Oberacker credits the structured environment during a well-run minor-league spring training for his hot start in the cold elements.
"I think the biggest thing was a lot of the coaches down there wanted to get us a routine – something that we could do every day to get us going for every game throughout the season," Oberacker said.
"I had that with a lot of the tee work we were doing. I think that helped and translated into the game every day."
In addition to the A's minor-league staff, Oberacker has confided in a former college teammate and current Stockton Ports first baseman A.J. Kirby-Jones.
Although they are the same age, Kirby-Jones got a head start on his pro career by signing with the A's after his junior year and already has a year in the Midwest League season under his belt. Oberacker could have signed that year as a 19th-round draft pick by St. Louis, but opted to return for his senior season to finish his degree.

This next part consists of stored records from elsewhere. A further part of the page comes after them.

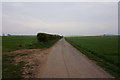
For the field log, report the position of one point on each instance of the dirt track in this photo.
(64, 61)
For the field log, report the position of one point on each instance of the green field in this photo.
(102, 49)
(11, 43)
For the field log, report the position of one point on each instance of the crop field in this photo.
(102, 49)
(11, 43)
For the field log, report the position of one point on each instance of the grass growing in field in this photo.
(103, 50)
(11, 43)
(10, 70)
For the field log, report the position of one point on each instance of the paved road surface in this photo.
(65, 61)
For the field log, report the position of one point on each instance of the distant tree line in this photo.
(44, 37)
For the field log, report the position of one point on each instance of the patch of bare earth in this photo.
(35, 61)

"Luckily I've had some guys that had been playing pro ball, like A.J. who I played at college with, telling me about how much of a grind a full season is," Oberacker said. "I was ready for that aspect of it.
"It ended up working out that we got picked up by the same team, so that's pretty cool. He had a game that night of the draft and he saw my pick, so he called me and we talked on the phone. We were both pretty excited when it happened."
Although Oberacker fell six rounds in last year's draft and was left with little choice other than to sign as a college senior, he has no regrets about coming back to Tennessee Tech.
"This year it was a no-brainer, but I was ready to get started playing pro ball," Oberacker said.
"My senior season wasn't as good as my junior year, or as good as I had hoped for. But I got my degree, which was a good thing, and I'll have that to fall back on. I have no regrets at all about going back to school. I ended up here and couldn't be happier."
The 23-year-old will rely on a veteran's approach to handle the grind of his initial professional season.
"My offseason workouts have helped and I feel stronger and quicker," Oberacker said.
"But the biggest thing is the base of the mental game that my college coach originally instilled in me. I can see it now and saw it in the offseason. They always preach to stay consistent. You shouldn't be able to tell whether you were 4-for-4 or 0-for-4. I know its baseball. You could hit it, but can't control if they catch it or not."